Diciamo deja-vù perchè l’avventura di Luca Tosi e Andrea Rossi somiglia per tanti versi a quella di Miceli e Picciolini. Storie di vela estrema, di tentativi al limite, nonostante le esperienze fatte, nonostante le preparazioni meticolose (Tosi e Rossi hanno impiegato quasi tre anni, costruito la barca, trovato sponsor, fatto allenamenti e trasferimenti, programmato tutto al millimetro...o quasi). Storie di confronti uomo-mare, dove alla fine ha vinto lui, il mare.
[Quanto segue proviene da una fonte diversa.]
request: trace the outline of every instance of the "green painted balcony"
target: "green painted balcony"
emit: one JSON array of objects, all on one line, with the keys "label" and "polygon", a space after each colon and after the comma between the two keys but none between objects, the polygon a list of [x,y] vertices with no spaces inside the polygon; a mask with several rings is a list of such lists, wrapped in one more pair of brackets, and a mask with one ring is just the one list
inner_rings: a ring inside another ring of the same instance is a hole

Che gioca sempre in casa.
Ci saranno molti commenti sulla opportunità di queste sfide, sui rischi, sui costi, persino sulla preparazione dei navigatori, tutto quello che volete. Noi le ospiteremo, anzi le stimoliamo perchè crediamo che gli approfondimenti aiutino a crescere. Quanto a noi, francamente, non ce la sentiamo, adesso, di criticare il tentativo, i suoi protagonisti, lo spirito generale dell’impresa. Da sempre il rapporto tra l’uomo e il mare è costellato di impulsi, imprese al limite della follia e del possibile, scoperte. Il richiamo del mare è così forte che anche oggi - nel terzo millennio, con la tecnologia che fa le barche in carbonio e il tracciamento della rotta di un naufrago in mezzo all’oceano trasmesso in tempo reale sul computer di casa - i naviganti sognano e partono.
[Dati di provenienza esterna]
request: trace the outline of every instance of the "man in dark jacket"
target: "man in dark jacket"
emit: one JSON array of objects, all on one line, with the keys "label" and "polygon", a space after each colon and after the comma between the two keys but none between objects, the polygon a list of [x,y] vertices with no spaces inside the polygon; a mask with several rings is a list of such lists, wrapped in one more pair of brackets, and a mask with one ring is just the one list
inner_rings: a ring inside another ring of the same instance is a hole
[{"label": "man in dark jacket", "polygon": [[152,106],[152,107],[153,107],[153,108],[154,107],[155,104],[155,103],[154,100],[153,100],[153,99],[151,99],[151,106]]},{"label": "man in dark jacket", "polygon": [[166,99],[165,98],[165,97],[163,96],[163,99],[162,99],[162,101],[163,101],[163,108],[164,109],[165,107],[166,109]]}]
Fa un po’ dispiacere la sorte delle barche: abbandonate. Però nelle storie si trova a volte anche uno sviluppo inatteso, una virgola che prende la forma di un sorriso. E mesi dopo, Biondina Nera, il cat di Miceli e Picciolini, abbandonato rovesciato in Atlantico, è stato ritrovato sulle coste del Sudamerica. Può accadere anche a Jrata3.
Fino a metà il tentativo è andato alla grande, con tanto vantaggio sul record. La rottura di entrambi i timoni è un evento che i due skipper analizzeranno nel debriefing, per capire cosa può essere successo per mettere fuori uso il 100% del potere direzionale del loro mezzo. Perchè, come per Miceli e Picciolini, un debriefing si impone. Sul cargo, a casa, con calma, nei talk show, da soli. E, come per Miceli e Picciolini, una conclusione da mettere nel conto delle probabilità è che torni, prepotente, la voglia di riprovarci.